Un orphelin tente d’imaginer le père qu’il n’a jamais vu, cela donne En avant, le dernier Pixar — qui m’a laissé littéralement en larmes, dans la grande salle rouge et vide du MK2 Quai de Loire. Je n’ai pas regretté, pour une fois, d’y être allé sans mes enfants. 

Ils sont là à chaque fois, cependant, physiquement ou en pensée, quand je vais voir un blockbuster : mes filles sont les filles de The Rock, mon fils sera toujours Bruce Wayne enfant — je serais bien un jour obligé de leur infliger le spectacle de ma mort. Je n’arriverais pas à leur tenir la promesse d’Interstellar : rentrer dans un trou noir mais finalement en revenir, juste car j’avais dit que je le ferais — je m’arrête là, pour ne pas avoir à pleurer à l’antenne. Comme je ne répéterais pas ce que Liam Neeson dit, dans Taken, à l’homme qui vient d’enlever sa fille. Si, je ne résiste pas : “Je ne sais pas qui vous êtes. Si vous ne la relâchez pas, je vous chercherai, je vous trouverai et je vous tuerai.”

Je suis conscient du kitsch de ces émotions, mais je n’en ai pas tellement d’autres. On fait avec ce qu’on a. 

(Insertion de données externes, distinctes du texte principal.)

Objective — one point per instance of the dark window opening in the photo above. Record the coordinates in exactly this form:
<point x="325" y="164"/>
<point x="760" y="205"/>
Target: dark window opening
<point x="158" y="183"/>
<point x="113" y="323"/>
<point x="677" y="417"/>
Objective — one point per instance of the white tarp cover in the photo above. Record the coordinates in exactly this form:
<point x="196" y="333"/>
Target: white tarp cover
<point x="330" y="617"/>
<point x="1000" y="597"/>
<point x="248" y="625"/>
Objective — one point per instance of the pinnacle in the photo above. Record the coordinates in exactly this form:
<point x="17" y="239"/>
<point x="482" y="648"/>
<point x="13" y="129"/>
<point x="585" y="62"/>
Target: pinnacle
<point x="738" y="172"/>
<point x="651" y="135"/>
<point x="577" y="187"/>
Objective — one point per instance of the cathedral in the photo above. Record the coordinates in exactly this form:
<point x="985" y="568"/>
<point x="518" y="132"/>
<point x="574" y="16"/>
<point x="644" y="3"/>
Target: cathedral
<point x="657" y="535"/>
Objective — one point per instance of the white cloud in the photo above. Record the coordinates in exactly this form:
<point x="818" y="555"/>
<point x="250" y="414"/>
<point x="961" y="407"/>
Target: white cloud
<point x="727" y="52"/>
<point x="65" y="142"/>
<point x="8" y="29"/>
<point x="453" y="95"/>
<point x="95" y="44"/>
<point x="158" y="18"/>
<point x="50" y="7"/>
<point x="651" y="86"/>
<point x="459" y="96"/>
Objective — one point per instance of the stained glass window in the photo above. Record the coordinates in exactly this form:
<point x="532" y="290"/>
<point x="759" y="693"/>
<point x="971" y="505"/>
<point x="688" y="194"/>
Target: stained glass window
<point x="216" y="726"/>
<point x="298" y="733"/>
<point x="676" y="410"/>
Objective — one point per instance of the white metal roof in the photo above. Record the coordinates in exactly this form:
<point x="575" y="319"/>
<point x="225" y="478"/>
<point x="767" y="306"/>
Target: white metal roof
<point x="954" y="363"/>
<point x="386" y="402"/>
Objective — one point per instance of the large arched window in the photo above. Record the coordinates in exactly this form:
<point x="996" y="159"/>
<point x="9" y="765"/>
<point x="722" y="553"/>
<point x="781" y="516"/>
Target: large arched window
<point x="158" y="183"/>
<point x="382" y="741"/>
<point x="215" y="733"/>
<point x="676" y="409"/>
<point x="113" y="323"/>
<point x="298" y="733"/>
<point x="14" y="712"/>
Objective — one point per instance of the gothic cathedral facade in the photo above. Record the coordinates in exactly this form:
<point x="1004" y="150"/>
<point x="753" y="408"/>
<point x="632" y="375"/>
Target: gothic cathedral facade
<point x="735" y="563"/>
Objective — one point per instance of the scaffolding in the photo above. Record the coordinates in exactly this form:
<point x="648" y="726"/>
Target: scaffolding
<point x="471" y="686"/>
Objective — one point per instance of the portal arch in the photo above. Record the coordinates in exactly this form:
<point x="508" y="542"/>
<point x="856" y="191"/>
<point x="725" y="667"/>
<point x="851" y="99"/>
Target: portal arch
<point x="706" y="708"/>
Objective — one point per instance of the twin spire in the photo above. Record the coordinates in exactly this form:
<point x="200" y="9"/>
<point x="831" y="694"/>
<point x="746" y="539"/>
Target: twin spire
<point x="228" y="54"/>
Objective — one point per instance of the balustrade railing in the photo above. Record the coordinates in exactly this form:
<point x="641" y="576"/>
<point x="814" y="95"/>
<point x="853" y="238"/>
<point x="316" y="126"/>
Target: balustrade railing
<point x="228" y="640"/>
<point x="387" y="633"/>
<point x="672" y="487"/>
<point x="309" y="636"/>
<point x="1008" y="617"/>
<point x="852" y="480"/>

Il n’y a pas une seule fois où au cœur de l’intrigue je n’ai pas ressenti l’instinct animal d’être chez moi, auprès des miens, et de veiller sur eux. 

J’ai ainsi besoin du véhicule monstrueux des blockbusters pour vraiment ressentir les choses — sentimentalement, je suis à peu près aussi ridicule que ces gens qu’on voit conduire d’énormes 4X4, seuls, dans les bouchons du bas-anthropocène.

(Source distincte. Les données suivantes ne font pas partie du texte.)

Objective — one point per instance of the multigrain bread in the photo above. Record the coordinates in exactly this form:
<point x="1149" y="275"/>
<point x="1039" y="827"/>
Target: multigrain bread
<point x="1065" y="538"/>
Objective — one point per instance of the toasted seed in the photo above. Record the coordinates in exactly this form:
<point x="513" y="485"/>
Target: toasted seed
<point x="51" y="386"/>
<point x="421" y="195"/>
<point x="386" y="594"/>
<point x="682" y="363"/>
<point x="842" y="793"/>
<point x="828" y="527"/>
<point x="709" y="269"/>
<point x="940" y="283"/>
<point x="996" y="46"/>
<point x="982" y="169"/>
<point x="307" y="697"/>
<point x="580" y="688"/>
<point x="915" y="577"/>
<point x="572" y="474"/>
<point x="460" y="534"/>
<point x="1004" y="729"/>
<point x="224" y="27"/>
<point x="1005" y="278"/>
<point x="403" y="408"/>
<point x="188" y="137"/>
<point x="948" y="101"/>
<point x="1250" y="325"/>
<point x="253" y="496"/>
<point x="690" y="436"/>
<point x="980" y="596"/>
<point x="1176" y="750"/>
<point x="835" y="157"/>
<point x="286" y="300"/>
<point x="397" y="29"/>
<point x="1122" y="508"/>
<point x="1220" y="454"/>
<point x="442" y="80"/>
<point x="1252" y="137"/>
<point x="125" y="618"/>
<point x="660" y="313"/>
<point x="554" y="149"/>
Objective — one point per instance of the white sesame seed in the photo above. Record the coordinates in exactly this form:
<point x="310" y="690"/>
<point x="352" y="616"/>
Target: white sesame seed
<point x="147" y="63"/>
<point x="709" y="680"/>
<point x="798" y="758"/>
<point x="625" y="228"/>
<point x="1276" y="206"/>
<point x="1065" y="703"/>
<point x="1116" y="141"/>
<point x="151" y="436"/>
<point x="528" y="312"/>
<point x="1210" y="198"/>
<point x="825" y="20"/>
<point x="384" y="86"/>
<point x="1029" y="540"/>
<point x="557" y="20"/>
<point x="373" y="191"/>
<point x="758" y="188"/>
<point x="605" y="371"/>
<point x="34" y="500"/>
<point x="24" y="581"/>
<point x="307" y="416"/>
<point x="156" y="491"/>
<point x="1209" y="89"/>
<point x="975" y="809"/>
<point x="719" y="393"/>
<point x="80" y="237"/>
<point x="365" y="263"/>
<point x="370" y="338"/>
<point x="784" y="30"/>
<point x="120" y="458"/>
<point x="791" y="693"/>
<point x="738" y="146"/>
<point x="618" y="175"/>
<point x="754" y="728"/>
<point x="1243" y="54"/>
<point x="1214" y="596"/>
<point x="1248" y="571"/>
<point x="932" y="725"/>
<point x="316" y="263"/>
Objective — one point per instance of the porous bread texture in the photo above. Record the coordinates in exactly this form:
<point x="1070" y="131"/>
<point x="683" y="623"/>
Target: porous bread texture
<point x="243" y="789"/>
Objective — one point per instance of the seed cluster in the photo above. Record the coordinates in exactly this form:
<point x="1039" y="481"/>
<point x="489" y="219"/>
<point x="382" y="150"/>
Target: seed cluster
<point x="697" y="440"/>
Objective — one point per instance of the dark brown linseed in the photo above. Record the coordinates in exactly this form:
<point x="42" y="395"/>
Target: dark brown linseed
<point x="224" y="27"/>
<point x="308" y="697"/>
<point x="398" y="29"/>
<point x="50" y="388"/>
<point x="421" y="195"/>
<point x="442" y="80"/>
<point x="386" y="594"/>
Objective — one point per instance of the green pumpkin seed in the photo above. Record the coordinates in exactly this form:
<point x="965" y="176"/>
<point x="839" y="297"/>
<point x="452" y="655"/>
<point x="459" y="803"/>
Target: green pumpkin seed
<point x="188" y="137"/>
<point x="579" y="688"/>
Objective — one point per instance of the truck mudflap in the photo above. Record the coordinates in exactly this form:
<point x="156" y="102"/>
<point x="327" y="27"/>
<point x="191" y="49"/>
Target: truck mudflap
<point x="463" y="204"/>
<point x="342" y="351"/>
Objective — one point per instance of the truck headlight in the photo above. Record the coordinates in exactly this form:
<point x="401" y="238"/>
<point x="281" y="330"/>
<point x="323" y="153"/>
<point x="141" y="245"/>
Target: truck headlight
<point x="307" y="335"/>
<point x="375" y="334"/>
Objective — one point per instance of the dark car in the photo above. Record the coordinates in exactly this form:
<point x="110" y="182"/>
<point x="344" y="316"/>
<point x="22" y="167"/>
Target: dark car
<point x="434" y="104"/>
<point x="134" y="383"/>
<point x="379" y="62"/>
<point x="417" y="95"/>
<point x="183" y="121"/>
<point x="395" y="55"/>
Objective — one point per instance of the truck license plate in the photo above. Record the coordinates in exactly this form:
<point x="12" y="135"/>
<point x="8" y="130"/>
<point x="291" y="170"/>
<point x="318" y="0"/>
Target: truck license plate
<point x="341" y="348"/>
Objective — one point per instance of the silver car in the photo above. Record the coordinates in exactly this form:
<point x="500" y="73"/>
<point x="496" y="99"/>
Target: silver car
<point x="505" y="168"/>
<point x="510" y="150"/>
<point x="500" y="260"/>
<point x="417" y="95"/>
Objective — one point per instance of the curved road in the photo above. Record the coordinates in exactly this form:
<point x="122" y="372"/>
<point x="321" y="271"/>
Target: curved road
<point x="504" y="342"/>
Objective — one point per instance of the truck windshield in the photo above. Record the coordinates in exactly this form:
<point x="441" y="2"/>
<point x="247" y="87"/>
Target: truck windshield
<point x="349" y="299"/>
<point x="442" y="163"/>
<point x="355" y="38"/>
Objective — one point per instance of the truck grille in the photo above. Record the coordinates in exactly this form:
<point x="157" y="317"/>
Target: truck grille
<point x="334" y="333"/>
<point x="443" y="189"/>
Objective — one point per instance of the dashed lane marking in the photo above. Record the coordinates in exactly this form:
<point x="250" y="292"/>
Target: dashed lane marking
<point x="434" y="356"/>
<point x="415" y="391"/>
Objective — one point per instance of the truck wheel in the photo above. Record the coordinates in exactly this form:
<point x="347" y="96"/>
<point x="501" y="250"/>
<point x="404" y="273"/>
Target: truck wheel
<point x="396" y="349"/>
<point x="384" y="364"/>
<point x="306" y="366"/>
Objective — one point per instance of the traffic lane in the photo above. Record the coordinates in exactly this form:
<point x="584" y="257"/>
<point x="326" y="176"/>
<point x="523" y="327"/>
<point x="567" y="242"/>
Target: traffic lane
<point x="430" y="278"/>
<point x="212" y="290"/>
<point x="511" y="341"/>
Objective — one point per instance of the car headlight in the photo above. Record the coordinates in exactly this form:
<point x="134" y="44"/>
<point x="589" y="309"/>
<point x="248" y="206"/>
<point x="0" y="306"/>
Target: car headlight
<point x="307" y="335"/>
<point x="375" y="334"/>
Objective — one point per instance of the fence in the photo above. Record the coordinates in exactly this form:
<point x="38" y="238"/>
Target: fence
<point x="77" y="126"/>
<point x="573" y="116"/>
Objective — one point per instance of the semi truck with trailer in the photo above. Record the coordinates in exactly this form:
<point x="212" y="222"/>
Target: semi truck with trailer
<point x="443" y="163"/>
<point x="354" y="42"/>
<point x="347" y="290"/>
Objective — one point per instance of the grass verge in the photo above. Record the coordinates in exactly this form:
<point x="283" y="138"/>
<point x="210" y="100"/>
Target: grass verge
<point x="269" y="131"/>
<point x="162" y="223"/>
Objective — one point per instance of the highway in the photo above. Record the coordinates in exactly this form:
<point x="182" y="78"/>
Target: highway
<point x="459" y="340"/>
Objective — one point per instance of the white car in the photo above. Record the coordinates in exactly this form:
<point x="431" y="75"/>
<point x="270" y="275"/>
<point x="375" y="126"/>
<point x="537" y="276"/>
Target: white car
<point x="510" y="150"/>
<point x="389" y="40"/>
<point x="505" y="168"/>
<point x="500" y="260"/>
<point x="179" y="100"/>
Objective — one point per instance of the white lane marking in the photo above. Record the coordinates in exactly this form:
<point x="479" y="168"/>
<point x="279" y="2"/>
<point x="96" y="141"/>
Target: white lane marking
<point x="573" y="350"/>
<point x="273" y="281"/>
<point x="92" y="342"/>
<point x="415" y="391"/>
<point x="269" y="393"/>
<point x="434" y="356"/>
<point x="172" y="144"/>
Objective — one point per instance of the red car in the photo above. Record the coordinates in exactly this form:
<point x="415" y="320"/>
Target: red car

Néanmoins je constate, à mesure que l’épidémie de coronavirus progresse, qu’il m’arrive d’éprouver, timidement et pas à pas, des émotions dans le monde réel. 

L'épidémie me fait plus ou moins consciemment l’effet de la sortie mondiale d’un blockbuster.

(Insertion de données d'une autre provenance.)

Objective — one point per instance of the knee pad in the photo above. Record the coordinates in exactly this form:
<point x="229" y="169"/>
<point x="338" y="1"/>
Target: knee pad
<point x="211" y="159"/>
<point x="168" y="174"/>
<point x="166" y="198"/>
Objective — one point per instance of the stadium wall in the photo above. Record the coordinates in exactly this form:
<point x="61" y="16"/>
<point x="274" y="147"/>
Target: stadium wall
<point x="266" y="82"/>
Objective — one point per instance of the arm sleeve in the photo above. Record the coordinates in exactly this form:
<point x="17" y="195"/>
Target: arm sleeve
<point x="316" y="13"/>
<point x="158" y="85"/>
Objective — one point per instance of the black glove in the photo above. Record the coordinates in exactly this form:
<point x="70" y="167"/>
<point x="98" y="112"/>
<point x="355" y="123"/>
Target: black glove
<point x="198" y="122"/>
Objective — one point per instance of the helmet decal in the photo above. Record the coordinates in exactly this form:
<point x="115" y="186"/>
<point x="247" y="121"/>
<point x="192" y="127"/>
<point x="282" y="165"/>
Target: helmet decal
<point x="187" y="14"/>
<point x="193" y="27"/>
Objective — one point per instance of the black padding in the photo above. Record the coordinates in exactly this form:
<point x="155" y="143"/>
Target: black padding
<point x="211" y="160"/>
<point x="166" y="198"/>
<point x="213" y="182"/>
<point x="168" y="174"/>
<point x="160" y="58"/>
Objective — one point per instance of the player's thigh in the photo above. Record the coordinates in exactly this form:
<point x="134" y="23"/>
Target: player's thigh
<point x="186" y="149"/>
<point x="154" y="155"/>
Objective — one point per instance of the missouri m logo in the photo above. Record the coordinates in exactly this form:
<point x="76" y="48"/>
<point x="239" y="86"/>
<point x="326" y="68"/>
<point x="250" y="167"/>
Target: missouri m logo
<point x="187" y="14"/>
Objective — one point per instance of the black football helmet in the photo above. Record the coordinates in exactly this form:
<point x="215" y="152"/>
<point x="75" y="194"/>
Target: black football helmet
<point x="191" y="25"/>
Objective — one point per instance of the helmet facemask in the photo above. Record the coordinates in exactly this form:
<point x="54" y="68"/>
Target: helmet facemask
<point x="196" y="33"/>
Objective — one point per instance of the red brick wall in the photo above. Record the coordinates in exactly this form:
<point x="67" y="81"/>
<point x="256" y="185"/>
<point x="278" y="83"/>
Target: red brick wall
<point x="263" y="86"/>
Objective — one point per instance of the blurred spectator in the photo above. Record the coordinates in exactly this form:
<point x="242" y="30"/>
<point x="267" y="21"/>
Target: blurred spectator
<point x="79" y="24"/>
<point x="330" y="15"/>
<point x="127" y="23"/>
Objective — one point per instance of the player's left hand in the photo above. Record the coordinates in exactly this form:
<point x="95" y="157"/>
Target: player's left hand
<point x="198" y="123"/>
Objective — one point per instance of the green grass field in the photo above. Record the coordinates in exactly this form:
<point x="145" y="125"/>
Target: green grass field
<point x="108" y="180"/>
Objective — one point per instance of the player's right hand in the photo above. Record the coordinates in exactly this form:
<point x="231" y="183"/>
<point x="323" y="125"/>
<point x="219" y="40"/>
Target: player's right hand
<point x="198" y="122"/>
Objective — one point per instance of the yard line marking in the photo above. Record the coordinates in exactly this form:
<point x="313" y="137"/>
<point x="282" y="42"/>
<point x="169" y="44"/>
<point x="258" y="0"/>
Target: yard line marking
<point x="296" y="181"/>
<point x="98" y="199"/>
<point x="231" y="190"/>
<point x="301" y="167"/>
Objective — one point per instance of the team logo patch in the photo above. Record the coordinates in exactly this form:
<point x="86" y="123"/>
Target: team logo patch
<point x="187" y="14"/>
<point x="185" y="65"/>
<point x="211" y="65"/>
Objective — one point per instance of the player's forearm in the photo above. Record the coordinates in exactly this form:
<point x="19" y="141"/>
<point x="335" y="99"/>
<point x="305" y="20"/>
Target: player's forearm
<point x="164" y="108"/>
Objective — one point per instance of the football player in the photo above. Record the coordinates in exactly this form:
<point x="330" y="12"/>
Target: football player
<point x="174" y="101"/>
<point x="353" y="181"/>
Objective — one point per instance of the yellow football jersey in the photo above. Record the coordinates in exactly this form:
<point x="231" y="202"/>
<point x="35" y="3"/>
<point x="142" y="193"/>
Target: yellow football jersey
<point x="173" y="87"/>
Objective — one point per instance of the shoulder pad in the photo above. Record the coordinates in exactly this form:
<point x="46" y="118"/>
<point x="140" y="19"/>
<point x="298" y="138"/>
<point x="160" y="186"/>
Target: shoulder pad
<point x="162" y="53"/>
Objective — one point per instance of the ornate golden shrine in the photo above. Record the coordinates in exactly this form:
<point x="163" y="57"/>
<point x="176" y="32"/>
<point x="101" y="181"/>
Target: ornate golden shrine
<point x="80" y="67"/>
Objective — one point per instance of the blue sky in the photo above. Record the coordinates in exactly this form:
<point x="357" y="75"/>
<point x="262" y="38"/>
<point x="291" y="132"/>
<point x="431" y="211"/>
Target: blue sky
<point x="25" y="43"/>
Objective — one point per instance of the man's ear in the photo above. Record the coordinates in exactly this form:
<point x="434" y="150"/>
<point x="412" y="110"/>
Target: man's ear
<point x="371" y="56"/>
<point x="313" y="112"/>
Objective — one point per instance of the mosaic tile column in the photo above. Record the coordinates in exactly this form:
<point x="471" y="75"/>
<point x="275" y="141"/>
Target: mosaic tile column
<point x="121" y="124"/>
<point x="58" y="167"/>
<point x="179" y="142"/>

Je tiens mon rôle, pour le moment, ce n’est pas le virus, qui me fait peur, c’est le bouleversement de mon économie mentale.

J’ai peur de ressentir des émotions dans le monde extérieur, et de devoir utiliser pour finir le cinéma comme un moyen d’échapper au tragique éventuel de la situation. 

Premier signe d’un tel renversement : je suis allé voir en famille mon premier blockbuster émotionnellement neutre, l'inoffensif Sonic.

Cela m’a fait tout bizarre de ne pas pleurer au cinéma. 

Quelques jours plus tôt, j’étais lâchement parti faire la vaisselle pour éviter la scène qui fait pleurer dans Porco Rosso — celle avec le grand fleuve aérien des avions morts.

Inversement la coloration délicatement tragique que prend ces jours-ci le monde m’intéresse. J’apprends peu à peu à avoir pitié des humains et à les considérer, tous ensemble, et un peu gluants, comme ma vraie famille.